Berlin (dpa) - Knapp zwei Wochen vor Beginn der Stichwahl um den SPD-Vorsitz haben Olaf Scholz und Klara Geywitz weitere prominente Unterstützung erhalten.

Justizministerin Christine Lambrecht, Familienministerin Franziska Giffey, Bundestagsvizepräsident Thomas Oppermann und Niedersachsens Ministerpräsident Stephan Weil warben am Mittwoch für das Duo, das sich für eine Fortsetzung der großen Koalition einsetzt.

Doch auch ihre Konkurrenten, Norbert Walter-Borjans und Saskia Esken, bekamen Rückendeckung: Der Vorsitzende der nordrhein-westfälischen SPD-Landtagsfraktion, Thomas Kutschaty, sprach sich für die beiden linken Kandidaten aus, die der Groko eher skeptisch gegenüberstehen.
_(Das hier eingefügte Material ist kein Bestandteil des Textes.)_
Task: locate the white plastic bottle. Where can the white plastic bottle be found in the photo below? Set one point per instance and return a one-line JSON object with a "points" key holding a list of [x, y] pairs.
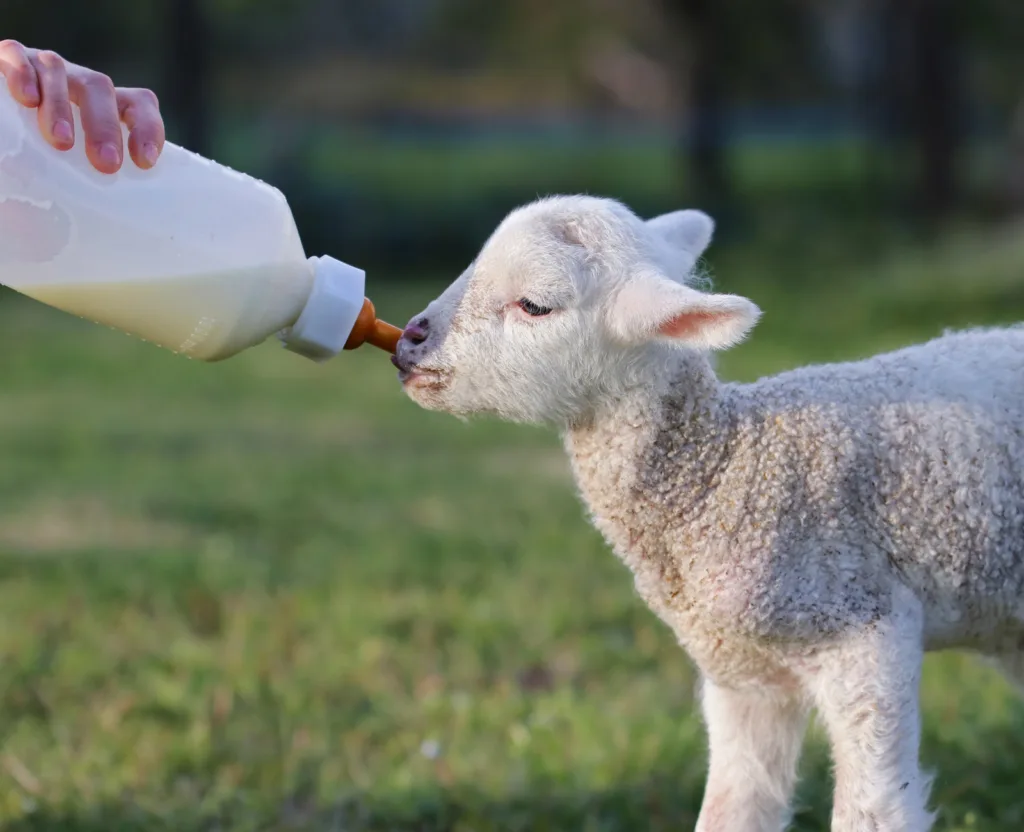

Die Landesverbände dagegen halten sich mit offiziellen Wahlempfehlungen bisher zurück. Generalsekretär Lars Klingbeil hatte die Parteigliederungen aufgerufen, darauf bewusst zu verzichten. Auch das Präsidium und der Parteivorstand wollten keine Empfehlungen für eines der beiden Teams abgeben, hatte er gesagt. Die kommissarische Parteichefin Maul Dreyer betonte allerdings am Mittwoch, jedem Mitglied stehe es frei, sich zu positionieren und deutlich zu machen, wofür er oder sie stehe. "Ich glaube gar nicht, dass das dem Verfahren schadet", sagte sie.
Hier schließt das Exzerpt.